Defense of the effective circulating volume has priority over osmolality
Under physiological conditions, the body regulates plasma volume and plasma osmolality independently. However, as discussed earlier, this clear separation of defense mechanisms against volume and osmotic challenges breaks down when more dramatic derangements of fluid or salt metabolism occur. In general, the body defends volume at the expense of osmolality. Examples include severe reductions in absolute blood volume (e.g., hemorrhage) and decreases in effective circulating volume even when absolute ECF volume may be expanded (e.g., congestive heart failure, nephrotic syndrome, and liver cirrhosis).
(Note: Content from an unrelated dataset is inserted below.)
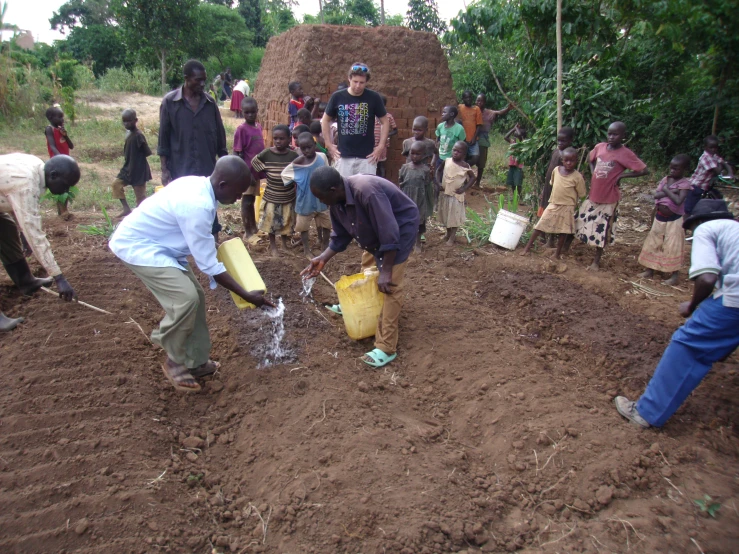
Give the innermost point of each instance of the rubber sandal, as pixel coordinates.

All are conditions that strongly stimulate both Na+ and water retaining mechanisms. However, hyponatremia can be the consequence.
An exception to the rule of defending volume over osmolality occurs during severe water loss (i.e., dehydration). In this case, the hyperosmolality that accompanies the dehydration maximally stimulates AVP secretion and thirst (Fig. 40-9). Of course, severe dehydration also reduces total body volume. However, this loss of free water occurs at the expense of both intracellular water (60%) and extracellular water (40%). Thus, dehydration does not put the effective circulating volume at as great a risk as the acute loss of an equivalent volume of blood. Because dehydration reduces effective circulating volume, you would think that the renin-angiotensin-aldosterone axis would lead to Na+ retention during dehydration. However, the opposite effect may occur, possibly because hyperosmolality makes the glomerulosa cells of the adrenal medulla less sensitive to ANG II, thereby reducing the release of aldosterone. Thus, the kidneys fail to retain Na+ appropriately. Accordingly, in severe dehydration, the net effect is an attempt to correct hyperosmolality by both water intake and retention, as well as by the loss of Na+ (i.e., natriuresis) that occurs because aldosterone levels are inappropriately low for the effective circulating volume. Therefore, in severe dehydration, the body violates the principle of defending volume over osmolality.